# Enterprise mk 1550 lathe manual



## METALTERRY (Jul 29, 2017)

I just bought an old Enterprise 1550 lathe and was looking for a manual and parts list for this. I know that the company is out of business and parts are hard to find but the lathe is in great condition. If there is anybody with any info on these lathe I would appreciate it.


----------



## Chipper5783 (Aug 18, 2017)

Well, I am your guy.  I have a pretty clean copy of the manual, which I scanned and posted in the "Downloads" section here on HM.  June of 2017

Please tell us how the machine came to you, post pictures, what kind of condition is it in, how well dressed is it - introduce yourself.

Best regards, David


----------



## Chipper5783 (Aug 20, 2017)

http://www.hobby-machinist.com/threads/misore-enterprise-1550-spindle-torque-spec.38893/

Hi Terry, how have you made out on your 1550 lathe?  Have you got it running?  Attached is a link to another Enterprise 1550 discussion - and it has a couple pictures of my machine.  David


----------



## sunagg (Aug 21, 2021)

Chipper5783 said:


> Well, I am your guy.  I have a pretty clean copy of the manual, which I scanned and posted in the "Downloads" section here on HM.  June of 2017
> 
> Please tell us how the machine came to you, post pictures, what kind of condition is it in, how well dressed is it - introduce yourself.
> 
> Best regards, David


Why can't I download it.

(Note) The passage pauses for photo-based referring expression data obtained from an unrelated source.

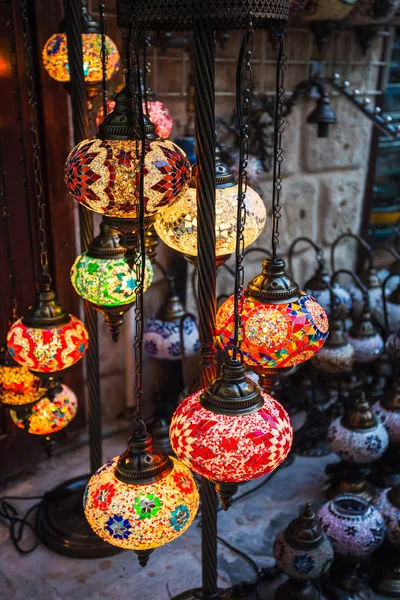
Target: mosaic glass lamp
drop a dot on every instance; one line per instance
(47, 339)
(367, 342)
(162, 333)
(103, 277)
(177, 225)
(159, 115)
(282, 326)
(142, 499)
(359, 439)
(102, 173)
(49, 415)
(304, 552)
(231, 432)
(355, 529)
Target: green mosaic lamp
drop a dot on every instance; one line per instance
(103, 277)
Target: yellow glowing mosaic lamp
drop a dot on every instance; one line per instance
(103, 277)
(282, 326)
(177, 225)
(103, 173)
(142, 499)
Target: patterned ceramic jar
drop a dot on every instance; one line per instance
(388, 504)
(354, 527)
(358, 437)
(302, 550)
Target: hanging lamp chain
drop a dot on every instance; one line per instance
(104, 55)
(37, 158)
(244, 79)
(280, 99)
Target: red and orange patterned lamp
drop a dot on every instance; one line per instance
(231, 432)
(282, 326)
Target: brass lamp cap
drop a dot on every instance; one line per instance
(122, 122)
(359, 416)
(46, 311)
(304, 532)
(106, 244)
(232, 392)
(364, 328)
(273, 285)
(140, 463)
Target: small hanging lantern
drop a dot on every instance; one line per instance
(359, 439)
(304, 552)
(142, 499)
(231, 432)
(177, 225)
(47, 339)
(103, 277)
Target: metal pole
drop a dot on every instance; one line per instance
(204, 91)
(73, 28)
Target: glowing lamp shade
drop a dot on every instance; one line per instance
(107, 282)
(275, 335)
(47, 350)
(102, 175)
(158, 113)
(50, 415)
(177, 225)
(55, 57)
(140, 516)
(231, 448)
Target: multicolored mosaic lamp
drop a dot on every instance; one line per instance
(177, 225)
(159, 115)
(142, 499)
(49, 415)
(103, 277)
(47, 339)
(282, 326)
(231, 432)
(103, 173)
(304, 552)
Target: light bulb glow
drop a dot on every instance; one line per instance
(275, 335)
(49, 416)
(141, 517)
(47, 350)
(107, 282)
(177, 225)
(231, 448)
(103, 175)
(55, 57)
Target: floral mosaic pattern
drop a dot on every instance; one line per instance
(140, 517)
(354, 527)
(231, 448)
(391, 516)
(300, 563)
(18, 386)
(367, 349)
(358, 447)
(49, 416)
(335, 360)
(390, 419)
(177, 225)
(161, 339)
(158, 113)
(106, 281)
(55, 57)
(104, 175)
(275, 335)
(47, 350)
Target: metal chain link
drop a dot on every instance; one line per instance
(104, 55)
(280, 99)
(243, 78)
(37, 159)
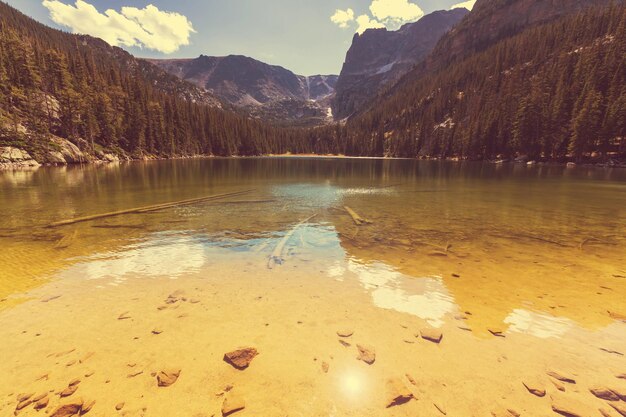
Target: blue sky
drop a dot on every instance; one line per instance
(297, 34)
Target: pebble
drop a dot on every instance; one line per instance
(617, 315)
(23, 404)
(232, 404)
(440, 408)
(619, 407)
(562, 377)
(558, 385)
(604, 393)
(87, 406)
(367, 354)
(42, 403)
(167, 377)
(496, 332)
(535, 388)
(397, 393)
(69, 410)
(24, 397)
(241, 358)
(124, 316)
(71, 389)
(411, 379)
(432, 335)
(505, 412)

It saya no permission to download.


----------



## Richard King 2 (Aug 23, 2021)

At one time Enterprise lathes were imported from India....I met the company owner many moons ago after she got out.   The President at the time was a lady and she served time in federal prison for removing the made in India sticker and said they were made in the USA.  She sold some to a USA military base and they found out....oops...


----------